Schwerpunkte der Schau stellen neben der Stillleben- und Landschaftsmalerei Porträts aus der Zirkuswelt dar. Eine Welt, die ihr, wie die Künstlerin bekennt, als Kind eine überaus fremde gewesen sei. "Ich glaubte, dass der Zirkus eine einfache, abgeschmackte und grausame Kunstform sei, bei der Tiere gequält werden, wenig lustige Clowns ihr Publikum zum Lachen zu bringen versuchen und sich Artisten in vulgären Kostümen verrenken", so Simonenko. Mit zunehmendem Alter indes habe sie aber verstanden, dass es sich beim Zirkus um eine groteske Abbildung unseres Lebens handele.

"Malerisch, naiv und charmant erzählt der Zirkus von der Komik und Tragik unseres Lebens", so die Künstlerin, deren Bilder in zahlreichen Besuchen des St. Petersburger Zirkus', des französischen Cirque du Soleil sowie des Varietés entstanden. Eingeflossen seien diese Eindrücke unter anderem in das auch in Altenhain zu sehende Bild "Zirkusmädchen", dessen Entstehen zudem von den Liedern des russisch-französischen Chansoniers Alexander Wertinskii inspiriert worden sei. "Nach seiner, der Oktoberrevolution folgenden Emigration nach Paris schrieb er sehr viele Lieder über die Welt des Varietés und des Kabaretts, die voll von Herzlichkeit, Sanftheit, Liebe und Traurigkeit sowie der Frage nach dem Sinn des Lebens, aber stets auch verbunden mit einem Schuss Humor sind."

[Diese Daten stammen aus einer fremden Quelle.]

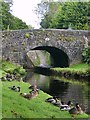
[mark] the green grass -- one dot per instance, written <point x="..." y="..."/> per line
<point x="15" y="106"/>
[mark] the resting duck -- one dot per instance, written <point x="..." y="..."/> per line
<point x="17" y="89"/>
<point x="12" y="87"/>
<point x="76" y="110"/>
<point x="66" y="106"/>
<point x="58" y="103"/>
<point x="31" y="95"/>
<point x="51" y="99"/>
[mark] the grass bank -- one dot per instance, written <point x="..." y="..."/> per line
<point x="78" y="71"/>
<point x="15" y="106"/>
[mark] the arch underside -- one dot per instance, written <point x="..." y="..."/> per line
<point x="58" y="57"/>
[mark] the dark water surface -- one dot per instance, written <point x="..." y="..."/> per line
<point x="76" y="92"/>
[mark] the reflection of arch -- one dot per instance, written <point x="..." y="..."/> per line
<point x="57" y="88"/>
<point x="59" y="57"/>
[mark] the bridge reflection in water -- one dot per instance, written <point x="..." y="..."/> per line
<point x="64" y="90"/>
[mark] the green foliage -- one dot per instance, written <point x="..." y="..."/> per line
<point x="86" y="55"/>
<point x="15" y="106"/>
<point x="67" y="15"/>
<point x="27" y="35"/>
<point x="9" y="21"/>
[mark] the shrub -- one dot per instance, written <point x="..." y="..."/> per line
<point x="86" y="55"/>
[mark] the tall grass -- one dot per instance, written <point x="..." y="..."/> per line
<point x="15" y="106"/>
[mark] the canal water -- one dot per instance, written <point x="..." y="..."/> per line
<point x="64" y="90"/>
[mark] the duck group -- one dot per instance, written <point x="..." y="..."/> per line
<point x="32" y="94"/>
<point x="76" y="110"/>
<point x="73" y="110"/>
<point x="17" y="89"/>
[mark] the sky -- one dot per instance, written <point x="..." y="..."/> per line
<point x="24" y="9"/>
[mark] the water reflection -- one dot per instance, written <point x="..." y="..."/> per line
<point x="64" y="90"/>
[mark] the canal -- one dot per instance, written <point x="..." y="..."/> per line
<point x="65" y="90"/>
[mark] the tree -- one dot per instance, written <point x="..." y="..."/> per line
<point x="67" y="14"/>
<point x="8" y="20"/>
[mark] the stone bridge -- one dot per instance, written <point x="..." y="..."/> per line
<point x="64" y="46"/>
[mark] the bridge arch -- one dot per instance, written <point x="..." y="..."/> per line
<point x="59" y="58"/>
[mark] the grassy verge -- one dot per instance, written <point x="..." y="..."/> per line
<point x="15" y="106"/>
<point x="78" y="71"/>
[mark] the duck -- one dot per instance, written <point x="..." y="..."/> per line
<point x="12" y="87"/>
<point x="66" y="106"/>
<point x="31" y="95"/>
<point x="76" y="110"/>
<point x="51" y="99"/>
<point x="17" y="89"/>
<point x="58" y="103"/>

Natalia Simonenko wiederum, dies bescheinigen ihr zumindest Kunstkritiker, besitze mit ihrem Wissen um die malerische Wirkung, die entsprechende darstellerische Kraft sowie die handwerkliche Souveränität, die Voraussetzungen, um diese facettenreiche Welt künstlerisch einzufangen. Ihr dabei von hohem Nutzen sei ihre Affinität zu unterschiedlichen Arten von Kunst außer der Malerei: zum Tanz, zur Musik und zum Theater. Im Ergebnis würden ihre Bilder über "die Oberflächlichkeit des Schönen" hinausreichen und den Betrachter respektive die Betrachterin berühren.

Gleichwohl sei es, wie Kerstin Herrlich im Rahmen der Vernissage am vergangenen Sonntag darlegte, insbesondere in Leipzig kein einfaches Unterfangen, Natalia Simonenkos Kunst in Galerien zu platzieren. "Leipzig ist sehr stark von der Leipziger Schule geprägt, entsprechend schwer tut man sich, anders geartete Kunst wie im Falle Natalia Simonenkos klassischer Malerei zu präsentieren." Die Ausstellung ist jeweils sonntags zwischen 14 und 18 Uhr während der Öffnungszeiten des Cafés oder nach vorheriger Anmeldung unter Telefon 034383/62 99 93 geöffnet.